Please provide the following information when requesting support.
Hardware - GPU RTX 3090 (edit: A5000 too)
Hardware - CPU AMD
Operating System Ubuntu 20.04
Riva Version 2.6.0
Nvidia Driver Version 510.85.02
I’m trying to build a Conformer Large fine-tuned using NeMo v1.9.0.
I convert the model to the riva format using nemo2riva
and then
use the exact riva build command parameters specified in the official docs here.
I tried with different combinations of the --nn.fp16_needs_obey_precision_pass
and --nn.use_trt_fp32
flags, but I keep getting the following runtime error (see logs below)
RuntimeError: Shape provided for max is inconsistent with other shapes.
I don’t have this issue on other GPUs like the A5000 or the A100.
Riva build logs:
[NeMo I 2022-10-27 15:51:54 features:225] PADDING: 0
[NeMo I 2022-10-27 15:51:56 save_restore_connector:243] Model EncDecCTCModelBPE was successfully restored from /servicemaker-dev/CfCtcLg-SpeUni1024-DI-EATL.nemo.
[NeMo I 2022-10-27 15:51:56 schema:193] Found validation schema for nemo.collections.asr.models.EncDecCTCModelBPE at /usr/local/lib/python3.8/dist-packages/nemo2riva/validation_schemas/asr-stt-exported-encdectcmodelbpe.yaml
[NeMo I 2022-10-27 15:51:56 schema:222] Checking installed NeMo version ... 1.12.0 OK (>=1.1)
[NeMo I 2022-10-27 15:51:56 artifacts:65] Found model at ./model_weights.ckpt
INFO: Checking Nemo version for ConformerEncoder ...
[NeMo I 2022-10-27 15:51:56 schema:222] Checking installed NeMo version ... 1.12.0 OK (>=1.7.0rc0)
[NeMo I 2022-10-27 15:51:56 artifacts:142] Retrieved artifacts: dict_keys(['586831f07ef44e2188c1155b59144770_tokenizer.model', '598ba1b826b940a88351bb69bfcb321b_tokenizer.vocab', 'ac4a5bf0a7e845cc9d0f5d7989ee3d81_vocab.txt', 'model_config.yaml'])
[NeMo I 2022-10-27 15:51:56 cookbook:65] Exporting model EncDecCTCModelBPE with config=ExportConfig(export_subnet=None, export_format='ONNX', export_file='model_graph.onnx', encryption=None, autocast=True, max_dim=25000)

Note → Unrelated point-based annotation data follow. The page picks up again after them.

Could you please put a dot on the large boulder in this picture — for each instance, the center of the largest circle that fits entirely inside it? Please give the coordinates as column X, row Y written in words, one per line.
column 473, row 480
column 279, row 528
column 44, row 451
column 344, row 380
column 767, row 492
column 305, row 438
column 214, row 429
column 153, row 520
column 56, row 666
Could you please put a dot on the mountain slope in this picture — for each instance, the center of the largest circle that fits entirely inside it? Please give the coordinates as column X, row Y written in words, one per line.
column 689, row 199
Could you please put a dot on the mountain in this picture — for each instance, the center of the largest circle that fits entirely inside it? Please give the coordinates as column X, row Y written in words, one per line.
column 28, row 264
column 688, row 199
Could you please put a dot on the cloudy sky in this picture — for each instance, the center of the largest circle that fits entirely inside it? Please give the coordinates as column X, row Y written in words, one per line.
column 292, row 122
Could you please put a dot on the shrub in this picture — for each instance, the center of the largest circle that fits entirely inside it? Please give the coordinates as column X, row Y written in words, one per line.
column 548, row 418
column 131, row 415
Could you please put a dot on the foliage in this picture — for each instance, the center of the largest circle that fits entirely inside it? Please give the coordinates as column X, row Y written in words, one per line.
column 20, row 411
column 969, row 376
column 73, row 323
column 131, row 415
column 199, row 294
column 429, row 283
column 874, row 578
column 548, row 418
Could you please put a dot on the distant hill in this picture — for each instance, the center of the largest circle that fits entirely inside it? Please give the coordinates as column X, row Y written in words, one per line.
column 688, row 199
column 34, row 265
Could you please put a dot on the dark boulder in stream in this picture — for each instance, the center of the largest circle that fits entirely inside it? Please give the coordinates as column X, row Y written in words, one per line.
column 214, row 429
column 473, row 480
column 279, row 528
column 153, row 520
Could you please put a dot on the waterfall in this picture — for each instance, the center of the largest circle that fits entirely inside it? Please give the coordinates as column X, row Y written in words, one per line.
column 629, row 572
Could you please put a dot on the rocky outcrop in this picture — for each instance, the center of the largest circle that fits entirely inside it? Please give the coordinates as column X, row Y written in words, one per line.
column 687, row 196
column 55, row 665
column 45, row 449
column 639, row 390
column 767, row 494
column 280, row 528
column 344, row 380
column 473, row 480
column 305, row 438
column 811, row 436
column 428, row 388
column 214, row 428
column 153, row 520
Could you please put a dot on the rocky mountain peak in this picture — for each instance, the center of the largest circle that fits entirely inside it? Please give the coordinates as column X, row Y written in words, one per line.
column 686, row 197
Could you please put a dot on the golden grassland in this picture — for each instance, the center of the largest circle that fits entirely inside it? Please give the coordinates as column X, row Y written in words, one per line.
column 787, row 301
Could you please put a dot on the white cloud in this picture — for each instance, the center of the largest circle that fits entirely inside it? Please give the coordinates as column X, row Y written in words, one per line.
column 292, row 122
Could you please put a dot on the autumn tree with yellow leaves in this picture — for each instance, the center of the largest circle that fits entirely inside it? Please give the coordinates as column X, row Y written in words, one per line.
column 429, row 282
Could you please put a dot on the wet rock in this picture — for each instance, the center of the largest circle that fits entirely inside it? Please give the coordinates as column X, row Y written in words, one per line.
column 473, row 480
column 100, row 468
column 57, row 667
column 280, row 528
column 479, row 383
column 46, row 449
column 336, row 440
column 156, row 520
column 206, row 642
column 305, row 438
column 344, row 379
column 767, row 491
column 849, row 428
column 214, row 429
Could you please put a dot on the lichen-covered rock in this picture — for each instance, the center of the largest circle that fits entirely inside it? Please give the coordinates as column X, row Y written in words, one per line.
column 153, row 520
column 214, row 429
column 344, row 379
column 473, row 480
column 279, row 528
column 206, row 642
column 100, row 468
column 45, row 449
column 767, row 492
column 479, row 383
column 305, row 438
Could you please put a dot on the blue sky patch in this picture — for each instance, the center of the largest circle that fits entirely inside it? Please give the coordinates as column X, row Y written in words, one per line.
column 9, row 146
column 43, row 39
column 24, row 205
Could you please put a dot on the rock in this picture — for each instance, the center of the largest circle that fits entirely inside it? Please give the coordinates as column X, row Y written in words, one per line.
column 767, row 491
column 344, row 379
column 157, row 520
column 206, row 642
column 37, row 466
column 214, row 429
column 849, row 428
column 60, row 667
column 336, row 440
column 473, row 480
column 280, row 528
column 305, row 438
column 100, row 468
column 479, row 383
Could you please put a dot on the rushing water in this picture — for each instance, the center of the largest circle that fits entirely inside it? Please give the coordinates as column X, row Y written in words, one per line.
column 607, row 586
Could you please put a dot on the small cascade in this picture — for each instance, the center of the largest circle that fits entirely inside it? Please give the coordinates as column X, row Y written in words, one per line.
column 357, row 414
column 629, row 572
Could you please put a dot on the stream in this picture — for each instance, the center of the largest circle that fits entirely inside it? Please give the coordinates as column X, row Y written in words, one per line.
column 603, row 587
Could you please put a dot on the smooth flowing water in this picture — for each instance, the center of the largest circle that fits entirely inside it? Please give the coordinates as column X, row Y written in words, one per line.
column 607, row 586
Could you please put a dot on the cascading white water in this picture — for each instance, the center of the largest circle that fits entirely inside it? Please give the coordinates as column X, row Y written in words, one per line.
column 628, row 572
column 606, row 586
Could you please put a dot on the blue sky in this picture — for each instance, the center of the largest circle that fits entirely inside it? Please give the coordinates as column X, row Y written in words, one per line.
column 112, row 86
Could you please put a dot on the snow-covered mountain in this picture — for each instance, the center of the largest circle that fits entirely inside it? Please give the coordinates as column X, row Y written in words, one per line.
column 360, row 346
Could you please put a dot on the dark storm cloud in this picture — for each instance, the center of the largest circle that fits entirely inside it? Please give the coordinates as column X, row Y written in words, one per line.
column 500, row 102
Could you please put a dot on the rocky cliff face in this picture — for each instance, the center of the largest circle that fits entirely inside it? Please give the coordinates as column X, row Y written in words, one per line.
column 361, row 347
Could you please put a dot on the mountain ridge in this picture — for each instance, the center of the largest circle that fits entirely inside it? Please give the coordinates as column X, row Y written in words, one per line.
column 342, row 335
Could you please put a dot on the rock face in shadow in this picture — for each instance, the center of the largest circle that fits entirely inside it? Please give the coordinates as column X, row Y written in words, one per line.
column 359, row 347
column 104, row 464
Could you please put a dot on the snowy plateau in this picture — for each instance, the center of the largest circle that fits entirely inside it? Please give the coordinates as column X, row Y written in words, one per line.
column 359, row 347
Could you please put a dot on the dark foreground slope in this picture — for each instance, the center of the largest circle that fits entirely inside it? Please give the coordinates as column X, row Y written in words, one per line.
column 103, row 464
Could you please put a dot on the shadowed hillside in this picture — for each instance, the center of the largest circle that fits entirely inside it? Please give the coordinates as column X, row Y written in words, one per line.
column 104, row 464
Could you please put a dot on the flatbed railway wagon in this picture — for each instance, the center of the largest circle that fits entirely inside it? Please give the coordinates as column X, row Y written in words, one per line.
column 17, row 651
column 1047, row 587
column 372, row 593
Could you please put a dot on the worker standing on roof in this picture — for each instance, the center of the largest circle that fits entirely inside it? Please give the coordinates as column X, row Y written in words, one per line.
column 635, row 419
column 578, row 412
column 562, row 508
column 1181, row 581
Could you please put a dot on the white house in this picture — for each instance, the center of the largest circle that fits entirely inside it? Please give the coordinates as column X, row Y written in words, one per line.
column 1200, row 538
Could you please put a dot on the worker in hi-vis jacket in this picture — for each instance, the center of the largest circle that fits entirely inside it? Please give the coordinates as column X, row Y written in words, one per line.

[NeMo I 2022-10-27 15:51:56 export_utils:365] Swapped 108 modules
[NeMo W 2022-10-27 15:51:56 nemo_logging:349] /usr/local/lib/python3.8/dist-packages/nemo/collections/asr/modules/conformer_encoder.py:325: TracerWarning: Converting a tensor to a Python boolean might cause the trace to be incorrect. We can't record the data flow of Python values, so this value will be treated as a constant in the future. This means that the trace might not generalize to other inputs!
if seq_length > self.max_audio_length:
Warning: Constant folding - Only steps=1 can be constant folded for opset >= 10 onnx::Slice op. Constant folding not applied.
...repeated many times
WARNING: The shape inference of prim::Constant type is missing, so it may result in wrong shape inference for the exported graph. Please consider adding it in symbolic function.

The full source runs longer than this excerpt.